A flash of something violent crossed his features before it was banked. "Then he's late," Taehyun replied, his voice gaining a sharp, jagged edge.
I finally met his gaze. The intensity there wasn't just anger. It was pain. An old, festering wound I'd just poured salt into. He stood and crossed the room in two silent strides, sinking to his knees on the carpet in front of me. He put us eye to eye, his world narrowing to mine.
"I don't know who you were before," he said, each word measured, soft, and devastating. "I don't know if there was another man. But I know this." He reached out, his thumb brushing away a tear I hadn't felt fall.

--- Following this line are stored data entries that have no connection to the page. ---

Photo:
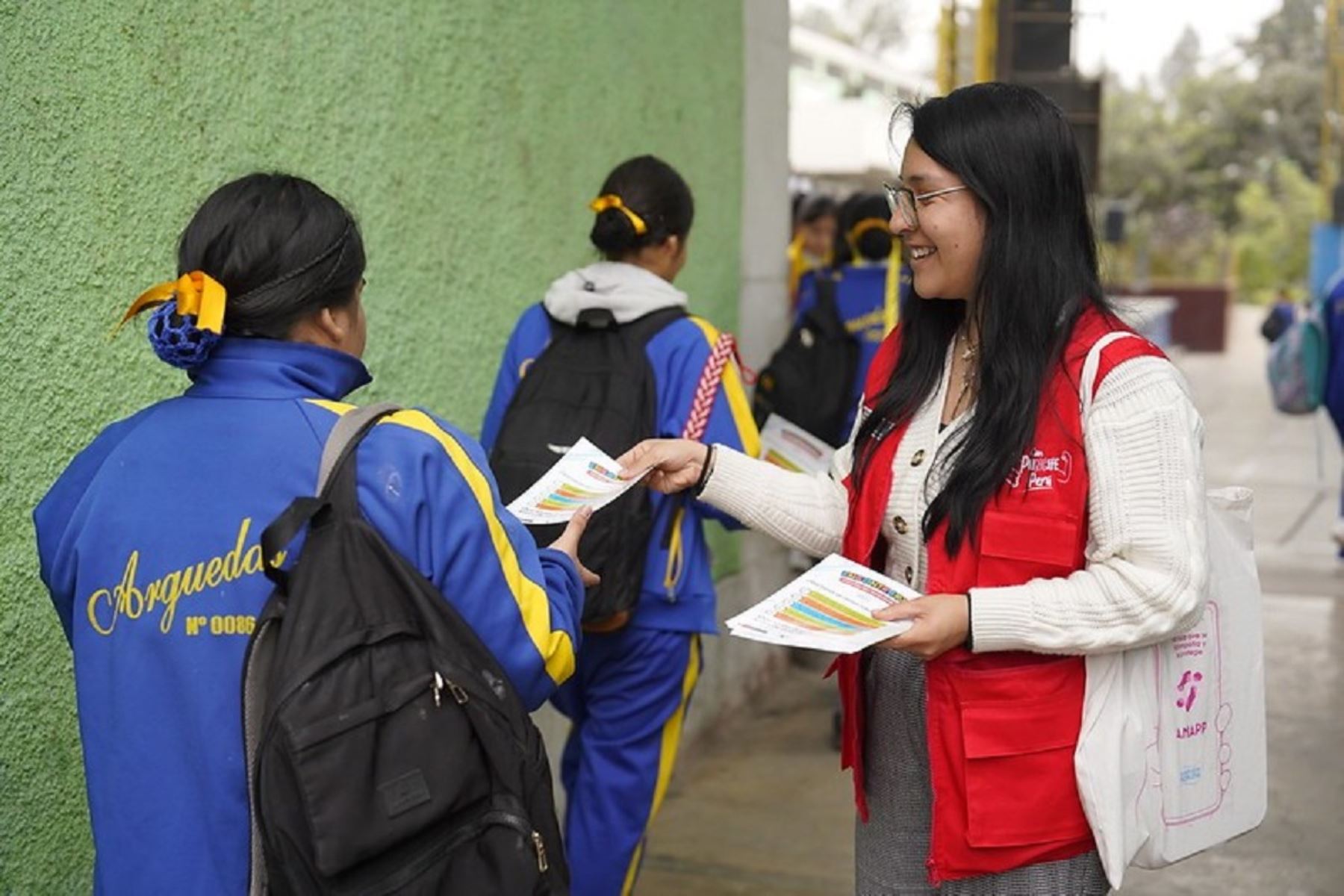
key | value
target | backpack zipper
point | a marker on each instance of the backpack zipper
(539, 845)
(440, 682)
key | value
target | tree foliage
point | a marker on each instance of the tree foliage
(1216, 159)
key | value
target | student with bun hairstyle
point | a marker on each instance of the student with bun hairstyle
(859, 282)
(815, 225)
(149, 541)
(629, 696)
(1036, 531)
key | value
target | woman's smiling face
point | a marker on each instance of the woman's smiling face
(945, 245)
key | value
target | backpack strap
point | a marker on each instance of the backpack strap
(712, 376)
(1101, 361)
(349, 429)
(340, 445)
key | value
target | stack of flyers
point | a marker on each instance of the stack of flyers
(793, 448)
(585, 476)
(828, 608)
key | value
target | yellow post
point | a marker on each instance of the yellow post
(987, 40)
(948, 49)
(892, 294)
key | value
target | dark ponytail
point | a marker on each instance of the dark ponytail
(1015, 149)
(281, 247)
(652, 193)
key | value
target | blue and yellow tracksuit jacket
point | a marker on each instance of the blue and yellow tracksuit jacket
(678, 581)
(860, 294)
(148, 543)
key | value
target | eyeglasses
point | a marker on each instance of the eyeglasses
(902, 199)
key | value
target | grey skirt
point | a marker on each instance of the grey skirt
(893, 847)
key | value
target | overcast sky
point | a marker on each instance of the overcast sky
(1128, 37)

"Whoever he was… he let you suffer. He didn't find you when you were crying in the dark. He didn't stand between you and the wolves." His voice cracked, just a hairline fracture, revealing the raw truth beneath. "I did."
I clutched the glass so tight I feared it would shatter. My heart was a frantic, trapped thing.
"But why," I breathed, the confession tearing free, "does it feel like you're both pulling at me? Like my heart is being split in two?"
He went utterly still. His eyes searched mine, diving into the storm of confusion and fear. When he finally spoke, his words were low, deliberate, and they seeped into my marrow like winter frost.
"Then perhaps, little one," he murmured, his thumb now tracing the frantic pulse in my wrist, a possessive counterpoint to his chilling words, "one of us is your present…"
He leaned in, his lips a breath from my ear, his final whisper a vow and a sentence.
"…and the other is your fate. And I have never been a man who loses to fate."